Tsinghua Unigroup did not respond to an emailed request for comment.
The high-profile reckoning seems unlikely to change the direction of Chinese policy. This year, when officials publicly unveiled a five-year plan that meticulously mapped out key governance initiatives, they charted ambitious goals for the tech industry and emphasized its importance for national security. Reminiscent of Made in China 2025, a previous plan that helped shower Unigroup with government funding, the hope is that despite the waste, enough money will find its way to enough capable hands that magic will happen.

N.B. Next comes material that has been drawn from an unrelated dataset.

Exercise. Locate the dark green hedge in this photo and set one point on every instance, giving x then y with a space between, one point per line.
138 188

Some of the money has already had an impact. Local firms have made leaps at designing microchips, and the foundries that make microchips — at a sophistication lagging the most advanced competitors by years — have found good business by making sensors required for devices like smart appliances and cheaper smartphones.
But progress overall has been slow. China’s huge investment has barely made a dent in its reliance on foreign microchips. Even after tens of billions of dollars spent on the industry, China’s domestic chip production met only 15.9 percent of chip demand in 2020, barely higher than its 15.1 percent share in 2014, according to IC insights, an American semiconductor research firm.